Over the course of 22 presentations in four days, we found students to be engaged and curious, but also surprised by the information we presented. This topic was new for most of them, and their questions were thoughtful and concerned. Many believed Iran had a nuclear weapon, some wondered why we “didn’t just nuke North Korea,” and others countered that we have a “shield” to shoot down missiles as they approach the United States.
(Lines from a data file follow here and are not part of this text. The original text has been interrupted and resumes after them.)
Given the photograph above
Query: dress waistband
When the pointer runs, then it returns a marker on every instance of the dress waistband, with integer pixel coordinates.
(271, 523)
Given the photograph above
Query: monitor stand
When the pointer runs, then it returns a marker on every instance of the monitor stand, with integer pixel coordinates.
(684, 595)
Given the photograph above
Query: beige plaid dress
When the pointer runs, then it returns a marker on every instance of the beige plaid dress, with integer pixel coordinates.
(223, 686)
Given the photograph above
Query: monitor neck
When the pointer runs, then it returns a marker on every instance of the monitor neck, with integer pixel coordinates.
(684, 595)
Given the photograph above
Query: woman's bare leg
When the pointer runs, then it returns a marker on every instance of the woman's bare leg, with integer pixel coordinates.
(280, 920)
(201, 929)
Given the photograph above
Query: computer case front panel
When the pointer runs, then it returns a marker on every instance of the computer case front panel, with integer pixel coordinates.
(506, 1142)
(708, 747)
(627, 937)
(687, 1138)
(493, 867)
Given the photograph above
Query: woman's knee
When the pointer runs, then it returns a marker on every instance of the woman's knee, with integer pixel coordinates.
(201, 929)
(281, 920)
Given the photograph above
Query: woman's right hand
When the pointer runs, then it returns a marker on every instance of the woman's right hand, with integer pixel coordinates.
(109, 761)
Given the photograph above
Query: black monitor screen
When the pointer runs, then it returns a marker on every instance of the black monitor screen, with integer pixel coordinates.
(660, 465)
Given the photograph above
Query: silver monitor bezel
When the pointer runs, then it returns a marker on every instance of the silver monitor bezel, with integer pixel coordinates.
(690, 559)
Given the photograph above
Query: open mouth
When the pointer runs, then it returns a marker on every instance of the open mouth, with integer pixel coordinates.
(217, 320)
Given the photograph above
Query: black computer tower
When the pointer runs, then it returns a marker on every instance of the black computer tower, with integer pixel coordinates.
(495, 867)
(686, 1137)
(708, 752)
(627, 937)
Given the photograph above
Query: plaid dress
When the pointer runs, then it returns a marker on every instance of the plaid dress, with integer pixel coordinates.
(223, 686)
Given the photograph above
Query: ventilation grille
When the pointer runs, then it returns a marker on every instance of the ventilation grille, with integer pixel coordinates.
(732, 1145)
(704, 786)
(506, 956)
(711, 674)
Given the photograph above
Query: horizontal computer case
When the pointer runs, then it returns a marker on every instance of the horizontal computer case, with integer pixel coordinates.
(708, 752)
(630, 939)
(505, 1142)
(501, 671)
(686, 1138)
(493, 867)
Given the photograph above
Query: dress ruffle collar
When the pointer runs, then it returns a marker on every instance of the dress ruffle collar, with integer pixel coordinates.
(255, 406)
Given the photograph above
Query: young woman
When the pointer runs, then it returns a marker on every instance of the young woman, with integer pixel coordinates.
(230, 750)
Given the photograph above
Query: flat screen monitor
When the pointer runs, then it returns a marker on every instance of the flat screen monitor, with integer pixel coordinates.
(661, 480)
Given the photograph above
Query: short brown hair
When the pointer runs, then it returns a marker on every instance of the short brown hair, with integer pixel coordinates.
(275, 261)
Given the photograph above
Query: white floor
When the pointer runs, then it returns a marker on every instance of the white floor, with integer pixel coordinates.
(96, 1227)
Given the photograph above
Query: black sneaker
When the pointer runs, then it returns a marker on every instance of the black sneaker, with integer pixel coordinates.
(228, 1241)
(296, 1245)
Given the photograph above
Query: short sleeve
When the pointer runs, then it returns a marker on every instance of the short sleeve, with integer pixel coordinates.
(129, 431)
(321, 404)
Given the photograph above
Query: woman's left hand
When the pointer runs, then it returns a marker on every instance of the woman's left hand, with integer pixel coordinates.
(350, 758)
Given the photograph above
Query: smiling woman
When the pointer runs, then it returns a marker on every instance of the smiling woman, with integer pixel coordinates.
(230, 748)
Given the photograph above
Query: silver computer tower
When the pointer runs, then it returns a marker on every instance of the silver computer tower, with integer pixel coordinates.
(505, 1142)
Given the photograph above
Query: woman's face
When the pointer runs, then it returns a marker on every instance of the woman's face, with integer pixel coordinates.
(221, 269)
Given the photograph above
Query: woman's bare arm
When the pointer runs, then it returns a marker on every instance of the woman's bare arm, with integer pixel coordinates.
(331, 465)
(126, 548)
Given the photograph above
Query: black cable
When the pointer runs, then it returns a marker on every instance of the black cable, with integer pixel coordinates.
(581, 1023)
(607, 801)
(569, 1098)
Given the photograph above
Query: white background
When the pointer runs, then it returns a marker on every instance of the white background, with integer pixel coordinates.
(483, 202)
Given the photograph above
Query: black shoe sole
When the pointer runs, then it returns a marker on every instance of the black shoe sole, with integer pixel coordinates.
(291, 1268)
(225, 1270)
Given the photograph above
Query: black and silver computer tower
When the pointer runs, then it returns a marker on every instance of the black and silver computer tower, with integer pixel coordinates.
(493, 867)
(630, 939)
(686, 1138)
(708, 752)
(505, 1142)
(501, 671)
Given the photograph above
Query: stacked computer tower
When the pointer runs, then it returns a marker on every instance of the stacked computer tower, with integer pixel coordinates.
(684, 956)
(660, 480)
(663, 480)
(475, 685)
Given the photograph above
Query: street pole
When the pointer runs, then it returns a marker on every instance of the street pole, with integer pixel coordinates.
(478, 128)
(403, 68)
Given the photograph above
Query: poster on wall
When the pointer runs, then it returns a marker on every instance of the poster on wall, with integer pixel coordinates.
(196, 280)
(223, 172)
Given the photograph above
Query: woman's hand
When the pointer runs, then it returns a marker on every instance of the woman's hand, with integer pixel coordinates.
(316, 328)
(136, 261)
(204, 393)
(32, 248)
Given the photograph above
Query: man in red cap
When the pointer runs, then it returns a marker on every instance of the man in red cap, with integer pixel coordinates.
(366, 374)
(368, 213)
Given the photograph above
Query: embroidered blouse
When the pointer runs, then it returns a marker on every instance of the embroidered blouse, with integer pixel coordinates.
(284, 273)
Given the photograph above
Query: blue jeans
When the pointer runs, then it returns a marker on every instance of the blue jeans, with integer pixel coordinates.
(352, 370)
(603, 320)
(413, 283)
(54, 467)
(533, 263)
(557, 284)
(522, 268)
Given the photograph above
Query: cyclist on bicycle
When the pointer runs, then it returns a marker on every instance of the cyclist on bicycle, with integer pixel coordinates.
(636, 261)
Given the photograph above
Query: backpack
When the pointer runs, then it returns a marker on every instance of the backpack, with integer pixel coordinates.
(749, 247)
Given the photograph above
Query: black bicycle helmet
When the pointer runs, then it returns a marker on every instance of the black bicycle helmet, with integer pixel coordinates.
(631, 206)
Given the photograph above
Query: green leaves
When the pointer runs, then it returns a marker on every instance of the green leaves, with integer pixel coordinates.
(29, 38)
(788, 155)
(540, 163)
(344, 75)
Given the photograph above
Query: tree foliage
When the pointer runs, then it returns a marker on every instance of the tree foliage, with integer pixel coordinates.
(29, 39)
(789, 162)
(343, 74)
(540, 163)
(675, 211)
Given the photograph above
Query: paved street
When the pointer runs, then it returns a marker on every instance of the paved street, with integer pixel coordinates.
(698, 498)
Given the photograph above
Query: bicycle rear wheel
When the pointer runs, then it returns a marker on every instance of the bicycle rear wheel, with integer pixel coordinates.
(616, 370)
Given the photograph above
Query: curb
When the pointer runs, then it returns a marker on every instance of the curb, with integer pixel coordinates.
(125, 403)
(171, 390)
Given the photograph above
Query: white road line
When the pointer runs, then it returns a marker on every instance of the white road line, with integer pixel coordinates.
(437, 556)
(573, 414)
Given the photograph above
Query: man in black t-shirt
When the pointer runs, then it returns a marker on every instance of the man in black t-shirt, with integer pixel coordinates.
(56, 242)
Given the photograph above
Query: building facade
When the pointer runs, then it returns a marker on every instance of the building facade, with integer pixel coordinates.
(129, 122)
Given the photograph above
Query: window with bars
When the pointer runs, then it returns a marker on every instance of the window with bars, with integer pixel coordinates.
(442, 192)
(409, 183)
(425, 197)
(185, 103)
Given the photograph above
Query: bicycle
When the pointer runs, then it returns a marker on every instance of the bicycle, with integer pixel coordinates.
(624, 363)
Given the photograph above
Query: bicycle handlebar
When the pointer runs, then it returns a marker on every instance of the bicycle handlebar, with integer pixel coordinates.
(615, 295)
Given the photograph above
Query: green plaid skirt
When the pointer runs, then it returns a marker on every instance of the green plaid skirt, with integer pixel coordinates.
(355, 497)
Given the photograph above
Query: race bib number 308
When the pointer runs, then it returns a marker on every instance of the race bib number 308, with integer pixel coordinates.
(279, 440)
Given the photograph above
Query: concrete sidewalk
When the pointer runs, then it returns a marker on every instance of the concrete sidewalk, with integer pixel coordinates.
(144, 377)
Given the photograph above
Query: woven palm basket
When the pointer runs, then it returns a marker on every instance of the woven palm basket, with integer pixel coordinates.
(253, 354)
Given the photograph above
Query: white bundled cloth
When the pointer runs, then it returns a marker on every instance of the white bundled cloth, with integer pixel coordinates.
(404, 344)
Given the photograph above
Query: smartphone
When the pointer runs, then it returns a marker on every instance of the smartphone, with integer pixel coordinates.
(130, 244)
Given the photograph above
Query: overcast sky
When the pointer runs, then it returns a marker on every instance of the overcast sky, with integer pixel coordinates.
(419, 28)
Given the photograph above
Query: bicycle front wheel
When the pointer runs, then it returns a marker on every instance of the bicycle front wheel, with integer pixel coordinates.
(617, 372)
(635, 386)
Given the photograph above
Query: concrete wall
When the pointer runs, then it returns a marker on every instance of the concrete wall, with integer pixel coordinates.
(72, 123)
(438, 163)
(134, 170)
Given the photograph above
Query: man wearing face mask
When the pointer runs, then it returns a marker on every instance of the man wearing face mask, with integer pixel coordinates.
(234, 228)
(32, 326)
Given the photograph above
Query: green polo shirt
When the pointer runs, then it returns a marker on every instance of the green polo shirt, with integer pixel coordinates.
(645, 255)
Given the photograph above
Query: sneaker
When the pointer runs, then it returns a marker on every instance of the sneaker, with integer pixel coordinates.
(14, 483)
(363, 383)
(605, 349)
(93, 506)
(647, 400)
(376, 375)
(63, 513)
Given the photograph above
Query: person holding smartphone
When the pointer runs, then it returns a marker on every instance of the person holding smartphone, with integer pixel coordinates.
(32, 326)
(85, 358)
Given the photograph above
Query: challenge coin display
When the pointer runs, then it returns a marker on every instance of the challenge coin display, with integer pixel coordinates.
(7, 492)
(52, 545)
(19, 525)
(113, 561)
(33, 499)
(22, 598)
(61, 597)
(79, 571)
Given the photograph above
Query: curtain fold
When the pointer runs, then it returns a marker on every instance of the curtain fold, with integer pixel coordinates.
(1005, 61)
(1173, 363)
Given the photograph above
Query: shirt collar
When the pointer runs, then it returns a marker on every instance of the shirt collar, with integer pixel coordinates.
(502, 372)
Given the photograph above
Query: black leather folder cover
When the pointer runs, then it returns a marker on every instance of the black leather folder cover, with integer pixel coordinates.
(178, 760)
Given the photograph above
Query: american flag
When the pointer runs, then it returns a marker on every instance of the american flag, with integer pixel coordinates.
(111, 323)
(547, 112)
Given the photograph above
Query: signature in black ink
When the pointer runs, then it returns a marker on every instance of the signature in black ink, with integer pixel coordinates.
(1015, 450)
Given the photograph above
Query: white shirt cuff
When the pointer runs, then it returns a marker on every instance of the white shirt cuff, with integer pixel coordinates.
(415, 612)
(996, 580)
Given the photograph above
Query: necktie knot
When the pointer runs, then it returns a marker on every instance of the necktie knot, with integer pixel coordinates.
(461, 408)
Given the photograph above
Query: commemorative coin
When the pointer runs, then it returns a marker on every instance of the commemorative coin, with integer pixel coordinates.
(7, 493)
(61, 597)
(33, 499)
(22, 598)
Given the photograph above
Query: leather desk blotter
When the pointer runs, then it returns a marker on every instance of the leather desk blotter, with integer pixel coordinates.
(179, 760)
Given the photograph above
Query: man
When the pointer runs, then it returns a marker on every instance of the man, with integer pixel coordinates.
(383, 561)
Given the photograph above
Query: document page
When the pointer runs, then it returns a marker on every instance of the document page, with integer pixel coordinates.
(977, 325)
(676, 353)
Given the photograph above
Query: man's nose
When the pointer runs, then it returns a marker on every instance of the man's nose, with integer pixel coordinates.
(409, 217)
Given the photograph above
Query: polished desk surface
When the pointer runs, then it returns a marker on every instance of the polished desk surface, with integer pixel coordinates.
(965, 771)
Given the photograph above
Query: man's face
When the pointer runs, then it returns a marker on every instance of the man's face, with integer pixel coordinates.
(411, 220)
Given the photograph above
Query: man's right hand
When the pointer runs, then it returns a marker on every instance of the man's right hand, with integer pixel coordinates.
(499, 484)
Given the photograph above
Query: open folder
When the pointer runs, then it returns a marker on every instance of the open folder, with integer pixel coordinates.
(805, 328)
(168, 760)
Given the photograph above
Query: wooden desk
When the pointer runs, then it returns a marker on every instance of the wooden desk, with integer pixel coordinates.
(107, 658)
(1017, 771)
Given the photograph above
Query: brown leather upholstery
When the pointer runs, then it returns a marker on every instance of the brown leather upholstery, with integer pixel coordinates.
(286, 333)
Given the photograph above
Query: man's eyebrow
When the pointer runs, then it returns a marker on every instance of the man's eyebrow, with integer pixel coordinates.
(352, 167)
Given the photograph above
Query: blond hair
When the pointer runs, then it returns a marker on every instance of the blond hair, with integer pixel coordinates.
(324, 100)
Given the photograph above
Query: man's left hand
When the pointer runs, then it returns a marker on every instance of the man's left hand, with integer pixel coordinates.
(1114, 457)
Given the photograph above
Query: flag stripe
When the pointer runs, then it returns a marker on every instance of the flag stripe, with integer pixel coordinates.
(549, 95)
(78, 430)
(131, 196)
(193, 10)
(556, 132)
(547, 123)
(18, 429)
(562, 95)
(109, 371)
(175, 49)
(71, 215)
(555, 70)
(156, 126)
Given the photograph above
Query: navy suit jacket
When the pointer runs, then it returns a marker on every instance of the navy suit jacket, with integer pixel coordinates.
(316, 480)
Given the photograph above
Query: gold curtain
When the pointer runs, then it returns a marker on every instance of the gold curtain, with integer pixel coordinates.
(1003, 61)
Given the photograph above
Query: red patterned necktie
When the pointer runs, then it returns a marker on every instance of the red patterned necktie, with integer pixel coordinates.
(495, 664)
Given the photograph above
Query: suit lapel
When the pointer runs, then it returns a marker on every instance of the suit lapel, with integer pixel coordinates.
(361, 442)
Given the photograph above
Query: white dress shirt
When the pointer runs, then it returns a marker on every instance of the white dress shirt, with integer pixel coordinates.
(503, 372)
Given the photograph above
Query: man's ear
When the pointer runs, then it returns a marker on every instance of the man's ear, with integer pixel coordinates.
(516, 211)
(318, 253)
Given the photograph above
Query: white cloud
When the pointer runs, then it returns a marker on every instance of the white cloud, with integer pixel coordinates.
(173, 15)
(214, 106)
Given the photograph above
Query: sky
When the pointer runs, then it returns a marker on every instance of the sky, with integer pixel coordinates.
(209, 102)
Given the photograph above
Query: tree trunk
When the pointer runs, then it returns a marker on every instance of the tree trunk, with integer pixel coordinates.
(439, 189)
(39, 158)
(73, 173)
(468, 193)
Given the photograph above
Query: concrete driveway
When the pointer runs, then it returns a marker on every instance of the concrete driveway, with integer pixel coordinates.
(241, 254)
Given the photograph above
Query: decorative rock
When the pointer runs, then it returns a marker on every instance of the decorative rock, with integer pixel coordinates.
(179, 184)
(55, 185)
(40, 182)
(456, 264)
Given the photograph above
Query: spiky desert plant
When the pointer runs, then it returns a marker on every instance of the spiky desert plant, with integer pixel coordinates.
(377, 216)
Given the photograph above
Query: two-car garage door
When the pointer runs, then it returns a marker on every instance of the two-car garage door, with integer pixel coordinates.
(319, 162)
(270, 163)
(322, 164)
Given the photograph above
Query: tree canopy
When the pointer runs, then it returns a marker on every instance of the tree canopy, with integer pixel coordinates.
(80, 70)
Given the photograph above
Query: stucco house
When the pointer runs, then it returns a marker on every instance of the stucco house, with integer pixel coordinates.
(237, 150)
We carefully explained each of these issues. There was, in fact, an international agreement in place to prevent Iran from acquiring a nuclear weapon, and contrary to some reports, this agreement was working. Iran has no nuclear weapon. In fact, the International Atomic Energy Agency has confirmed 10 times that the Iran nuclear deal is working. “Nuking North Korea” seems like a simple solution, but we worked through the facts. We do not know where all of North Korea’s nuclear (not to mention chemical and biological) facilities are located. We know that Seoul could be destroyed by conventional means alone. In terms of a shield, the United States has spent more than $45 billion on the Ground-based Midcourse Defense system to protect the country, yet it has only “a limited capability to defend the US homeland” from missile threats in the best of conditions. The US Government Accountability Office has said the system needs significant improvements in order to be reliable. Diplomacy has proven to be the most effective guardian of the US homeland.